The incident began between June 11 and 12, 2026, when attackers exploited a compromised legacy credential associated with Klue’s integration service account. This access allowed them to inject malicious code designed to harvest OAuth tokens—authorization keys that enable Klue to connect with customers’ third-party platforms, notably Salesforce.
Upon detecting the unauthorized activity on June 12, Klue promptly informed its customers, revoked the affected credentials, and disabled integrations with several platforms, including Salesforce, HubSpot, SharePoint, Zoom, Gong, Chorus, Clari, Google Drive, and Slack.
Extent of Data Exfiltration
The attackers utilized the Salesforce REST API to extract substantial amounts of Customer Relationship Management (CRM) data. Reports indicate that nearly 1,000 API queries were executed within a 15-minute peak period, with data extraction activities continuing for over six hours. The compromised data primarily includes business contact details such as names, email addresses, job titles, phone numbers, business addresses, sales account information, pricing quotes, and sales communications. Importantly, no core platform data, product telemetry, threat intelligence, passwords, or payment card information were reported as compromised.
The following organizations have publicly acknowledged the impact of the breach:
- HackerOne: Unauthorized access to Salesforce instance data via the Klue integration.
- Huntress: Theft of business contacts, price quotes, and sales-related data; attributed the attack to the Icarus group with high confidence.
- Jamf: Access to Salesforce CRM data; confirmed no impact on products or customer services.

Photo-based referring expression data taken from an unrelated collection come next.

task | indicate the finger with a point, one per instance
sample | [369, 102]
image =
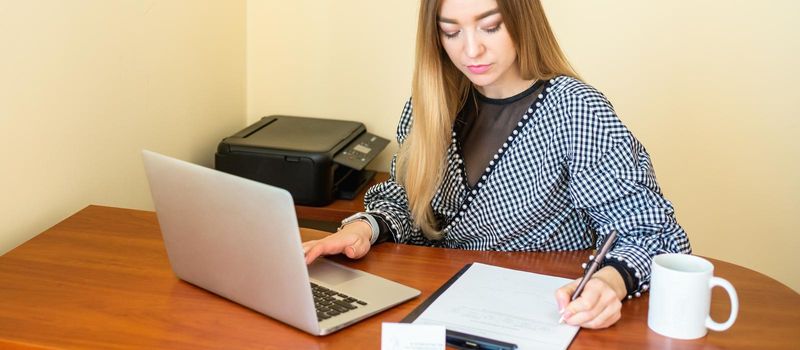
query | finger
[598, 296]
[356, 250]
[610, 315]
[323, 247]
[585, 303]
[308, 244]
[564, 293]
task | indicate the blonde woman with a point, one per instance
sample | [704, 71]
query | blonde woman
[504, 148]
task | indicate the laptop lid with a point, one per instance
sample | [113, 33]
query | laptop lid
[239, 239]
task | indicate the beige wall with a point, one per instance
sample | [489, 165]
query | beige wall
[84, 85]
[708, 87]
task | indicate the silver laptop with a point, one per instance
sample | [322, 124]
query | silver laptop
[239, 239]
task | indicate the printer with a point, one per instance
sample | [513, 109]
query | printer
[316, 160]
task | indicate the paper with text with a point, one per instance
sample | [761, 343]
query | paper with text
[503, 304]
[404, 336]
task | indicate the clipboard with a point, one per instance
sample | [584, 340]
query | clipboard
[421, 307]
[508, 286]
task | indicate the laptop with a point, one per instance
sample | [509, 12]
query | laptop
[239, 239]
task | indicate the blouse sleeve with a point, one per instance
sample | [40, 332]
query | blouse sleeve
[388, 200]
[612, 180]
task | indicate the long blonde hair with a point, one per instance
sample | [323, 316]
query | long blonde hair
[439, 90]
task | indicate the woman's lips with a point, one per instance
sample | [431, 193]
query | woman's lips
[479, 68]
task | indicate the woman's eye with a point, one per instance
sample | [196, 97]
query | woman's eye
[493, 28]
[450, 34]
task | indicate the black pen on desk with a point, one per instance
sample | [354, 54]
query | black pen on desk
[468, 341]
[593, 265]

- OneTrust: Notified customers about the exposure of Salesforce data.
- Recorded Future: Compromise of client contact names, email addresses, and potential contract information.
- Snyk, Sprout Social, Insurity, Tanium: All confirmed unauthorized access to Salesforce data through the Klue integration.
- Gong: Access to internal licensed user data, including names, titles, and emails; confirmed that no call recordings or customer transcripts were affected.
Threat Actor and Response
The Icarus cybercrime group has publicly claimed responsibility for the attack, stating that it obtained data from multiple Klue partner Salesforce environments. The group has issued a ransom demand, threatening to release the stolen data unless Klue complies. Huntress investigators have linked indicators from their compromised environment to Icarus infrastructure, expressing high confidence in this attribution. A ransom note was reportedly sent using an email address associated with an Australian company, which may have been compromised as part of the operation.
In response, Klue has engaged CrowdStrike for incident response and forensic investigation, notified law enforcement, and is conducting a comprehensive review of credential management and integration security practices.
This incident underscores the critical importance of securing third-party integrations and the potential risks they pose to organizations’ data security. Companies must rigorously assess and monitor their supply chain partners to prevent similar breaches. Additionally, the rapid detection and response by Klue highlight the necessity of having robust incident response plans in place to mitigate the impact of such attacks.